第7章 夏合宿1日目。
バスが動き出すとみんなはイヤホンで音楽を聴き出したり、朝食を食べたりと各自やりたい放題している。
『リエーフ、朝ごはんは?』
「うちから美優さんの家に行くまでに食べてきました!」
『そっか。じゃあお腹空いてないね。』
「…なんすか?もしかして朝ごはん作ってくれたりなんか…」
『どうしよっかなぁ。』
リエーフは待てを強要された犬のようにしょぼんとした顔をしている。その顔がなんかかわいくてついつい笑ってしまった。
『朝、荷物持ってくれたからどうぞ?』
私は使い捨てできるタイプのフードパックをカバンの中から取り出しリエーフに渡した。
『車の中でも食べやすいものにしたんだけど…って聞いてないな』
「いただきまーす!」
リエーフの目にはお弁当のおいなりさんしか写っていないみたいだ。ちなみに今日のメニューは、おいなりさん、出し巻き卵、1口サイズのハンバーグ、じゃがボール(ポテトサラダを作った後丸めてフライパンで焼いたもの)、あとは彩りを考えてブロッコリーとプチトマト。
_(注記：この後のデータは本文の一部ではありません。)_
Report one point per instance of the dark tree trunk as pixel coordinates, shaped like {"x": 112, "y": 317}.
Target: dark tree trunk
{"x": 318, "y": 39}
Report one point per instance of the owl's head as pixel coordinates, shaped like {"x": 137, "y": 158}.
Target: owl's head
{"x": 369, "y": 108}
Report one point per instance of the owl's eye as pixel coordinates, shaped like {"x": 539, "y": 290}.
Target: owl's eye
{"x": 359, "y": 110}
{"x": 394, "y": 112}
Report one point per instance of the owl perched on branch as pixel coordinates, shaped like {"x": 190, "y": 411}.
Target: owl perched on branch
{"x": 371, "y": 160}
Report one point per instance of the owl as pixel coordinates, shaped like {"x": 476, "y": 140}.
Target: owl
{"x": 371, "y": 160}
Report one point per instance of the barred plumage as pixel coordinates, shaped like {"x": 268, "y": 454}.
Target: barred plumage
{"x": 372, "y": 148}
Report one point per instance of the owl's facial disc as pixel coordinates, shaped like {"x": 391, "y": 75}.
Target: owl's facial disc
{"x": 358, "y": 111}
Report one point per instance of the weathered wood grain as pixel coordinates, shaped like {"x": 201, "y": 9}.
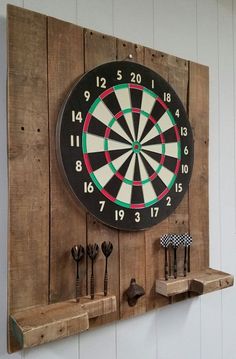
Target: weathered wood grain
{"x": 179, "y": 219}
{"x": 44, "y": 324}
{"x": 27, "y": 160}
{"x": 55, "y": 55}
{"x": 202, "y": 282}
{"x": 211, "y": 280}
{"x": 99, "y": 49}
{"x": 67, "y": 218}
{"x": 158, "y": 62}
{"x": 198, "y": 189}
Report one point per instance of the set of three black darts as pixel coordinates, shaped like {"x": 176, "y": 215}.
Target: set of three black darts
{"x": 174, "y": 241}
{"x": 78, "y": 252}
自分の分の蓋を開けている間にリエーフはさっさと手でつまみながら食べていく。
『フォーク渡したでしょ?』
「手の方が早い!」
食べる速さ競争してるわけじゃないんだって…
「だって美優さんのご飯うまいんだもん。1口食べたら止まらない。」
『ご飯粒ついてるよ?』
体はおっきいのに子供みたい。ご飯粒を取ってあげるとリエーフは当たり前のように私の指から直接ご飯粒を口に運ぶ。
「ごちそうさまです。」
指先に触れる柔らかな感触。いちいちこんなことで赤面してたら身がもたない…そう思うのに顔の火照りはなかなか収まってくれず、私は自分のお弁当を食べることに集中した。